Cervical scrapings from 105 mothers and nasopharyngeal aspirate fluids from their 106 infants (including one pair of twins) were collected at the time of delivery. Either cytologic or histologic evidence of HPV infection was used to identify cervical HPV infection in 18 mothers. The DNA of HPV was identified by polymerase chain reaction and subsequent Southern blot hybridization.

Among 15 mothers who were DNA positive and had clinical signs of cervical HPV infection and were undergoing vaginal delivery, the samples of 13 (87 percent) of the mother-infant pairs showed the same type of HPV. A total of 60 mothers had no history or current clinical signs of cervical HPV infection.

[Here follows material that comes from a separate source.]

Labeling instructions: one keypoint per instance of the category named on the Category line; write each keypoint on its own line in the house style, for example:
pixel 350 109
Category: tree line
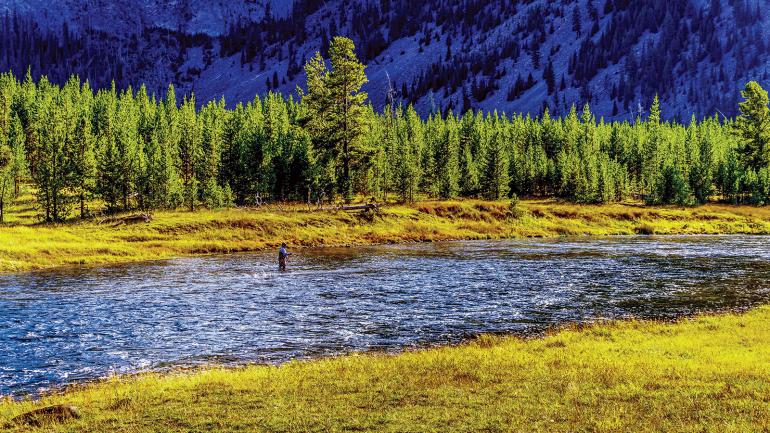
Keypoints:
pixel 125 150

The same DNA type of HPV was found in both the mothers and their infants in 11 pairs, with different types of HPV found in two pairs. Results of DNA detection in infants born by cesarean section to the 26 mothers with no signs or history of HPV infection showed that five pairs had the same type of HPV infecton and two pairs had a different type. In 15 pairs, both mother and infant were DNA negative for HPV.

The overall concordance between HPV types in the mother and her infant was 69 percent. Regardless of match in type of HPV, 37 percent of infants were DNA positive for HPV infection. When the mode of delivery was separated, DNA of HPV was found in nine (35 percent) of the 26 infants born by cesarean section and in 30 (38 percent) of the 78 infants born by vaginal delivery. In the group of mothers with no history or signs of cervical HPV infection, DNA detection of HPV did not differ significantly between mothers and infants regardless of mode of delivery. The most frequent type of HPV found in both infant and mother was HPV-16 (10 pairs) followed by HPV-33 (three pairs).

Results demonstrated the possibility of exposure of the infant to HPV infection in utero. Data showed that five infants born by cesarean section were DNA-positive for HPV and harbored the same viral type as the mother. Because of the transient nature of HPV, it was not unexpected for the authors to find six infants whose nasopharyngeal aspirates proved DNA-positive for HPV even when the mother's cervical sample was DNA negative at the time of delivery.

The authors conclude that an infant is exposed to the cervical HPV infection of the mother even when there are no signs or history of infection and that transplacental exposure of an infant to HPV infection may be possible as well.

editor's note: Long-term studies relating pre-natal or intrapartum exposure to maternal HPV infection and subsequent development of respiratory papillomatosis in the infant are being conducted. Because there is high morbidity associated with respiratory papillomatosis, pregnant patients with clinical signs of HPV infection may request a cesarean section. On the basis of this study and others, a cesarean section does not appear to prevent the transmission of HPV infection to the infant. Long-term studies of infants positive for HPV are needed to further elucidate the mechanism of transmission and possible adverse sequelae.—b.a.